Nell’intero testo della bozza non si fa poi mai riferimento a “petrolio” e “gas (quest’ultimo utilizzato solamente in riferimento ai gas serra). A questo proposito il Guardian, seguito poi dalle agenzie di stampa Bloomberg e Reuters, e da altre fonti indipendenti, aveva reso noto nella giornata di venerdì 8 dicembre una lettera dell’OPEC destinata ai Paesi membri. Scopo della comunicazione dell’Organizzazione dei Paesi esportatori di petrolio, era avvisare con estrema urgenza, che “le pressioni contro il combustibili fossili potrebbero raggiungere un punto critico con conseguenze irreversibili” alla Cop28. E di conseguenza i membri venivano invitati a “rigettare ogni testo o formula che abbia come bersaglio l’energia, vale a dire i combustibili fossili, piuttosto che le emissioni”.

Se da un lato questo veto sembra aver trovato applicazione nella quarta bozza proposta, dall’altro c’è chi vede anche un lato positivo in questa comunicazione urgente dell’Opec. Come Catherine Abreu, direttore esecutivo di Destination Zero. “Capisci che la Cop28 è sul punto di ottenere un risultato storico nell’ambito della transizione globale dai combustibili fossili verso le energie rinnovabili e l’efficienza energetica, quando l’Opec inizia ad andare nel panico“.

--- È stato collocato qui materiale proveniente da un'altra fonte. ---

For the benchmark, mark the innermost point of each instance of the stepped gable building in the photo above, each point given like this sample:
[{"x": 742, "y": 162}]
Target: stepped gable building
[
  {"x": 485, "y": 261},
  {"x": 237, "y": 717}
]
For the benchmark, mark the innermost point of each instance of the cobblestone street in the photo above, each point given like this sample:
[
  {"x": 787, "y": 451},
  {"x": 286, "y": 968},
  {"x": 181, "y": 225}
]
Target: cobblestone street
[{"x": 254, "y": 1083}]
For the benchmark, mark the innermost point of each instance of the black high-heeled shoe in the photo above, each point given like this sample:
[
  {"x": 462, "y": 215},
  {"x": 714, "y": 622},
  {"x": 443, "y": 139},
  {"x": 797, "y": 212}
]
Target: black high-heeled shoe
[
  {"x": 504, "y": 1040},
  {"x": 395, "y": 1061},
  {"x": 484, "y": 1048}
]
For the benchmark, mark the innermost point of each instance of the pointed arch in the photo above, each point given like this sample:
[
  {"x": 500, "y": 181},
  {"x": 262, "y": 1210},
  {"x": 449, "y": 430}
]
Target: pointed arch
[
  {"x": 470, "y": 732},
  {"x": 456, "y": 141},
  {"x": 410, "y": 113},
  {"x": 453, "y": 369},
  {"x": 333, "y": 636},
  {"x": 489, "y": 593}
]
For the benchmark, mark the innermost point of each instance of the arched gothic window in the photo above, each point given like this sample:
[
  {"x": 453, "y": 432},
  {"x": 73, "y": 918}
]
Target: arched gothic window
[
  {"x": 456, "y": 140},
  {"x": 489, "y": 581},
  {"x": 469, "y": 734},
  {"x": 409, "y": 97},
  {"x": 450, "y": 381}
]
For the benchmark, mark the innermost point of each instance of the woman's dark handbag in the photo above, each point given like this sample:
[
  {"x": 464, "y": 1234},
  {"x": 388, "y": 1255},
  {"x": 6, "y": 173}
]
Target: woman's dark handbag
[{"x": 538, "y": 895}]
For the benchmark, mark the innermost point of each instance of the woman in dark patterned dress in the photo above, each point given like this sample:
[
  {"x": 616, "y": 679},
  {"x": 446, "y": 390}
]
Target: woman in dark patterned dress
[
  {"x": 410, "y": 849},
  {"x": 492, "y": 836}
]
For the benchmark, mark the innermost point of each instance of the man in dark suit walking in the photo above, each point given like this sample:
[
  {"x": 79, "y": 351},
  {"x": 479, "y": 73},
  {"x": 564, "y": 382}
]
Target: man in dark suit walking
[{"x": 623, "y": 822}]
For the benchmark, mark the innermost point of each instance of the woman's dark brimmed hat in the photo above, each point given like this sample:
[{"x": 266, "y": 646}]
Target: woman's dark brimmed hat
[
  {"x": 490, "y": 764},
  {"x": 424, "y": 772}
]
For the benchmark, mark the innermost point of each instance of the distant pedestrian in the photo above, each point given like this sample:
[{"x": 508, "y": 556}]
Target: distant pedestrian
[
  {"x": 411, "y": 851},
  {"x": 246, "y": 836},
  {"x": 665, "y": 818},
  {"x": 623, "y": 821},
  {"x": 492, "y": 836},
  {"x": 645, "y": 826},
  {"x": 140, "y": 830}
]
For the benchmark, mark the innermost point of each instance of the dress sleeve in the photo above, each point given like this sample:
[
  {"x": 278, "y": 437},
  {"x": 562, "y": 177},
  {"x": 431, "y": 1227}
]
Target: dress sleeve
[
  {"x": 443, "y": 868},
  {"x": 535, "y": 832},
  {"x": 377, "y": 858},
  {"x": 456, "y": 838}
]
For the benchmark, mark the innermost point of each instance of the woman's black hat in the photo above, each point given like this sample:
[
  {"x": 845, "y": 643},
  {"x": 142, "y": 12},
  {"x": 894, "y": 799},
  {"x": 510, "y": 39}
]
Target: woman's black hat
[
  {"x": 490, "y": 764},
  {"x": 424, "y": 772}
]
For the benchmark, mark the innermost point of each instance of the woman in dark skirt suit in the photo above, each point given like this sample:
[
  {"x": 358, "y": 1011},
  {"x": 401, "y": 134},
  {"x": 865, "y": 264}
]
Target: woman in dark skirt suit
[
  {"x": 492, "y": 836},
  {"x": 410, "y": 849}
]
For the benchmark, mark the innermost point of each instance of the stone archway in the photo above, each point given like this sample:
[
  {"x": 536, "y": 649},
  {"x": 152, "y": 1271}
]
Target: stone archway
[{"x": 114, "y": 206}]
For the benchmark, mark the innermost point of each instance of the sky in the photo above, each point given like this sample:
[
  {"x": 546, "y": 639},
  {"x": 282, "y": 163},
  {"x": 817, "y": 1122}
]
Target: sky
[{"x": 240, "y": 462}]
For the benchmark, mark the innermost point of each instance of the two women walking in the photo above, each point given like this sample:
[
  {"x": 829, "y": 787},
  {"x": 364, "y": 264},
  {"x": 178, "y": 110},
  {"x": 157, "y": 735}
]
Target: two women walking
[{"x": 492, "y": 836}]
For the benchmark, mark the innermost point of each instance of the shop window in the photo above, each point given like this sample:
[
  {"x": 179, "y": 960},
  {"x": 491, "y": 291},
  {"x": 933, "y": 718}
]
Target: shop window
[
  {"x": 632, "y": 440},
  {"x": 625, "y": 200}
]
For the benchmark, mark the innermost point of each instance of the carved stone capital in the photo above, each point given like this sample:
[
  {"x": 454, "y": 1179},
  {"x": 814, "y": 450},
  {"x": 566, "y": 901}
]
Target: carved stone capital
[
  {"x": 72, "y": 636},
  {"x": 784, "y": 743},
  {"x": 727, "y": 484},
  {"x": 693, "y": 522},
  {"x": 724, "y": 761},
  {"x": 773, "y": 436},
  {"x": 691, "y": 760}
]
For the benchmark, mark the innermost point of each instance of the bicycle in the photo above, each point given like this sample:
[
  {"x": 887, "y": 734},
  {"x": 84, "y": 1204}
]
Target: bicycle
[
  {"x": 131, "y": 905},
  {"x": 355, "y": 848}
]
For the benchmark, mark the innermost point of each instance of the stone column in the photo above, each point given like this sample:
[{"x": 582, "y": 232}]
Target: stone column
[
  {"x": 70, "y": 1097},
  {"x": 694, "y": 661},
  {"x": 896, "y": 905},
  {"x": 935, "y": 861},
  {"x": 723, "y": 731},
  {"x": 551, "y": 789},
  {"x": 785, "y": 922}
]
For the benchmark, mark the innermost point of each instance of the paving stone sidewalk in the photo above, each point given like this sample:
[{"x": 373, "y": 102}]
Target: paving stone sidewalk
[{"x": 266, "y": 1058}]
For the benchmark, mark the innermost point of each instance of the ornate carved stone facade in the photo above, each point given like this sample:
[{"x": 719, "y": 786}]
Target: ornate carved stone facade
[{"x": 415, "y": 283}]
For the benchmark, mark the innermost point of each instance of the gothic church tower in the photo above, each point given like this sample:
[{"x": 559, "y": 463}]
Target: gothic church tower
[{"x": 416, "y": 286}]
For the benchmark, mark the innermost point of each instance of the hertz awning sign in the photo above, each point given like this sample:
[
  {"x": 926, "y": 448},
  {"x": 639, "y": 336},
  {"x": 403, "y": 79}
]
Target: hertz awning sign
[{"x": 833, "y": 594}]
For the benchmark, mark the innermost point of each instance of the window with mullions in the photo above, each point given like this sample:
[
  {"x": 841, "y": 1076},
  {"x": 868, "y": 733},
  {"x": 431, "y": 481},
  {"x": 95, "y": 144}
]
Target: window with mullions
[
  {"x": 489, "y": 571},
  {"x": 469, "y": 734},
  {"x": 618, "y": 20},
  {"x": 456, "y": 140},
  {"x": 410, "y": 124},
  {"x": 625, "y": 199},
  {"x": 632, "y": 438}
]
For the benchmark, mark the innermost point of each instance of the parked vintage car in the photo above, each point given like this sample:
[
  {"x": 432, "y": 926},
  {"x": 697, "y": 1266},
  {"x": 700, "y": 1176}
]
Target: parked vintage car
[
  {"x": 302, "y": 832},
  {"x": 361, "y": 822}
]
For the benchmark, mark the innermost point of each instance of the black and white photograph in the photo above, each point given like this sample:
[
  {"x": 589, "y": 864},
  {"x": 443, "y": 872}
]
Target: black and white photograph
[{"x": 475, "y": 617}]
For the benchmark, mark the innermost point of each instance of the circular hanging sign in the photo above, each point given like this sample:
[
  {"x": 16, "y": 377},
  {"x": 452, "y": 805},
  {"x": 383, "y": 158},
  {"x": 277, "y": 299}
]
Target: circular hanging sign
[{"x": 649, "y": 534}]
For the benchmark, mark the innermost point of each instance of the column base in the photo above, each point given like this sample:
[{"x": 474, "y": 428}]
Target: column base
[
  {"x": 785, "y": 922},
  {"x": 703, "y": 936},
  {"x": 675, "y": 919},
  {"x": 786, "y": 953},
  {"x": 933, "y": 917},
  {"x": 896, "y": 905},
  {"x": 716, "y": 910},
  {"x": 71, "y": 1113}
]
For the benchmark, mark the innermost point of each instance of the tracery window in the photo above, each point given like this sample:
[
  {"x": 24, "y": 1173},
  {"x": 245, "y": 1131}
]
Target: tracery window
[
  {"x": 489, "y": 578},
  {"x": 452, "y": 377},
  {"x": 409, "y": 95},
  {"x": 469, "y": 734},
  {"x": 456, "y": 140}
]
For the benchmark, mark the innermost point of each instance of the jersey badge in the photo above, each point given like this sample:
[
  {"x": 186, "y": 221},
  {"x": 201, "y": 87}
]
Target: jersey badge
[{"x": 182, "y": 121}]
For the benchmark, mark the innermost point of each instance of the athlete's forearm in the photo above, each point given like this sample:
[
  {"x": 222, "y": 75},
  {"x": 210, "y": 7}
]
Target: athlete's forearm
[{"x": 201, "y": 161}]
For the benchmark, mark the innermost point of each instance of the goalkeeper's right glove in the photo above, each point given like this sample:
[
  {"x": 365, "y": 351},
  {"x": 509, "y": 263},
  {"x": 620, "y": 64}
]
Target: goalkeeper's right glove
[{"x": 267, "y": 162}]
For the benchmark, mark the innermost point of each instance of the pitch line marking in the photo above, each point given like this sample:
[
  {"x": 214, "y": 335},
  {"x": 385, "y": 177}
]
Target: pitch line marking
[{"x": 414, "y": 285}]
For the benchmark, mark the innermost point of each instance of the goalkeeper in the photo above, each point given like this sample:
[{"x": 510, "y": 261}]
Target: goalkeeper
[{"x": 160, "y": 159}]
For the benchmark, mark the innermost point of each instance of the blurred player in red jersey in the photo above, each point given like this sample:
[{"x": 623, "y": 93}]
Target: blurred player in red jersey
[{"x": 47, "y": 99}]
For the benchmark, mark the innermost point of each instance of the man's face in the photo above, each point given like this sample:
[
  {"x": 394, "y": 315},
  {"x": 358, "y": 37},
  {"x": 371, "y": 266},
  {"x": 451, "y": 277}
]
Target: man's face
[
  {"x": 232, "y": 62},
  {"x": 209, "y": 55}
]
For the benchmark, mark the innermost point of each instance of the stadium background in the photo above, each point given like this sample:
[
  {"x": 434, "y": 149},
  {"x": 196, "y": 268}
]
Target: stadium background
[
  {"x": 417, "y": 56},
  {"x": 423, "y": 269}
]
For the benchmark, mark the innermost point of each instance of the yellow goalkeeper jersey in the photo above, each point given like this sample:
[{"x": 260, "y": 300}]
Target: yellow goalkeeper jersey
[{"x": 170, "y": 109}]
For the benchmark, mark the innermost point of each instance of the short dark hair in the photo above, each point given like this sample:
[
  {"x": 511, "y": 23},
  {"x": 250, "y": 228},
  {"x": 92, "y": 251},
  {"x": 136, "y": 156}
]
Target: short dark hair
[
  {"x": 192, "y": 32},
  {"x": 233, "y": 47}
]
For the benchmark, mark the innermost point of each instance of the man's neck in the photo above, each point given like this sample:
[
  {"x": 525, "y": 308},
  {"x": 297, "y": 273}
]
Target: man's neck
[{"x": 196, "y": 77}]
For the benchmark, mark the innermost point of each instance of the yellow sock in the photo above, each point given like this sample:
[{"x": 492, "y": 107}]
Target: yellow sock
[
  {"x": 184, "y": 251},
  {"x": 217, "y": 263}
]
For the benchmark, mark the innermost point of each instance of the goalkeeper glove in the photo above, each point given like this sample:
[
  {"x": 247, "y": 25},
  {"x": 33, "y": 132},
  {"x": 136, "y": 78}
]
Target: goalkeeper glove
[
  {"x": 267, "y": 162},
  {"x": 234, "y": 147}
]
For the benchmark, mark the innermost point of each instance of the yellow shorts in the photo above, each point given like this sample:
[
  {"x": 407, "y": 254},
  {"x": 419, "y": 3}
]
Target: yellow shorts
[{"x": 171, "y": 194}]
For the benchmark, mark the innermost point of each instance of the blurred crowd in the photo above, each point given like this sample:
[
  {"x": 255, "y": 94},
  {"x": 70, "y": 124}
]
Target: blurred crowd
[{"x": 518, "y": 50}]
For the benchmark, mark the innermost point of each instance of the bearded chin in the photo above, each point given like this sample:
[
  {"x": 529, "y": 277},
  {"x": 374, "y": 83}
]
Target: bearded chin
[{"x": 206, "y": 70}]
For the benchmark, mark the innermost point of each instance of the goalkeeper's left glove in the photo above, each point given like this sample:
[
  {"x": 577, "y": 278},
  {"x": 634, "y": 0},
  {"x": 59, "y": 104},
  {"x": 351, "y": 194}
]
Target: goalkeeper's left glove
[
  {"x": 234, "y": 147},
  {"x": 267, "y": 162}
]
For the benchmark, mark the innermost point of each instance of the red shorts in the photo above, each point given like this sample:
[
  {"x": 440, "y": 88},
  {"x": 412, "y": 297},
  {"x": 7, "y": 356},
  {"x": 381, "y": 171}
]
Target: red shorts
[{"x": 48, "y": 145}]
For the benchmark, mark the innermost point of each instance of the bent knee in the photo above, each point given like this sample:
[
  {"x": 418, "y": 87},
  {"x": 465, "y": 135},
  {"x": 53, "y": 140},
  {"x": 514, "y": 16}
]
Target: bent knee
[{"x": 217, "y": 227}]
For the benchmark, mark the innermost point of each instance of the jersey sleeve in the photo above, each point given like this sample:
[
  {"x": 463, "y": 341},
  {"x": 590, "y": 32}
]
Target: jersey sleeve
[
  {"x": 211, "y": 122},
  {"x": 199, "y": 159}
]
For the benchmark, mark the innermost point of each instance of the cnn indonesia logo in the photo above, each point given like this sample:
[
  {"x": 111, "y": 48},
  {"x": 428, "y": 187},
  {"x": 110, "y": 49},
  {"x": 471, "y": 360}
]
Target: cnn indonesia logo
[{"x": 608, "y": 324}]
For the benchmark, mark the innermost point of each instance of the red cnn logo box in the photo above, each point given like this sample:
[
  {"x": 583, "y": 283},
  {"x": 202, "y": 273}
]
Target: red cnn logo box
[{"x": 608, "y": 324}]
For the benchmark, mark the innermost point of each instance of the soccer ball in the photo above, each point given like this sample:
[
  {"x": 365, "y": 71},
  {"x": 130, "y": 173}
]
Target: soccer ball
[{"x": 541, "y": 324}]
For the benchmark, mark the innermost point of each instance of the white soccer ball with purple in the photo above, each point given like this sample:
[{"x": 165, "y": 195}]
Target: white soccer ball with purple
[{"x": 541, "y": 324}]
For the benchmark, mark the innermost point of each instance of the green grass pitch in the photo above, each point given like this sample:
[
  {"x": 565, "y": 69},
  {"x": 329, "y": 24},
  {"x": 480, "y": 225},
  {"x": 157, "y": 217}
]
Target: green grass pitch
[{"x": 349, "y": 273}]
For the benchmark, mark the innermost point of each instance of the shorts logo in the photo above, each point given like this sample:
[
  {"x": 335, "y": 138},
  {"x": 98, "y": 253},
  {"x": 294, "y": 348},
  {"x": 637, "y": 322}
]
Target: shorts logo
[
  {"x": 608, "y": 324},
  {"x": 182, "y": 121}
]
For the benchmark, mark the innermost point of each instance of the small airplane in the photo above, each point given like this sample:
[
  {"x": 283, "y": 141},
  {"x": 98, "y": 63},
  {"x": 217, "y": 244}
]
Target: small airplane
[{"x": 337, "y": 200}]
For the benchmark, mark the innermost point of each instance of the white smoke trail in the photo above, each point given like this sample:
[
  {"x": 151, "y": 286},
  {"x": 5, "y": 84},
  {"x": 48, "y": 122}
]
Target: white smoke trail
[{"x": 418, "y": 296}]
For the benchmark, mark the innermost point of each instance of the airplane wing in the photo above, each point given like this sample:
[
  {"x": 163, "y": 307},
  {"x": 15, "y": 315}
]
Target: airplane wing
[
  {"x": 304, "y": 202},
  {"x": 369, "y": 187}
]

Le reazioni internazionali

La bozza elaborata dalla Presidenza Cop28 viene innanzitutto accusata di mancare di quella ambizione e urgenza necessarie per realizzare quella che il Presidente Al-Jaber aveva definito “la Stella Polare”, ovvero il limite di riscaldamento entro 1,5ºC. Tra i primi a protestare contro la bozza, segnalando la volontà di non firmare il testo, sono stati nel pomeriggio di ieri, lunedì 11 dicembre, i membri dell’AOSIS. Si tratta dell’Alleanza dei piccoli stati insulari, una coalizione di 44 membri che si trovano nell’Oceano Pacifico, Indiano, Atlantico e nel mar cinese orientale. Paesi che alla Cop28 sono come la voce della coscienza, visto che pagano in prima persona gli effetti dei fenomeni estremi e del cambiamento climatico. E che hanno dichiarato tramite il loro portavoce Cedric Schuster: “Non firmeremo il nostro certificato di morte. Non possiamo firmare un testo che non si impegna fermamente sull’eliminazione dei combustibili fossili. Siamo in prima linea in questa crisi climatica, ma se voi continuerete a dare priorità ai profitti rispetto alle persone, metterete a rischio il nostro futuro“.

Dalla pubblicazione della bozza sono continuate ad arrivare le reazioni internazionali, in tempistiche diverse. Nel tardo pomeriggio di ieri Brasile e Canada hanno confermato il pollice verso alla bozza redatta dalla presidenza guidata da Al-Jaber. E proprio il Canada, insieme agli Usa, hanno reso pubblica una dichiarazione congiunta sul cambiamento climatico. Rimane invece il silenzio di alcune Nazioni, come l’Arabia Saudita e l’India, che non hanno reso commenti pubblici alla bozza.

Per l’Unione Europea elementi “inaccettabili”

Per Wopke Hoekstra, commissario europeo al clima, e Teresa Ribera, Ministra dell’ambiente spagnola e co-leader della delegazione europea alla Cop28, alcuni elementi del testo proposto sono “inaccettabili”. “Pensiamo che nel testo ci siano elementi completamente non accettabili. La bozza corrente fa qualche riferimento alla scienza, qualche riferimento al limite di 1,5ºC, ma non è coerente con l’approccio all’energia. Dobbiamo entrare in discussioni più profonde con molte altre parti, e ovviamente con la presidenza“.

Critiche arrivate anche dal nostro Paese, con le parole del Ministro dell’ambiente e della sicurezza energetica Gilberto Pichetto Fratin. “Si può e si deve fare di più. Stiamo lavorando con i partner europei per migliorare la proposta della presidenza emiratina“, ha dichiarato ieri proprio durante la sua visita alla Cop per presentare l’offerta formativa italiana sui cambiamenti climatici.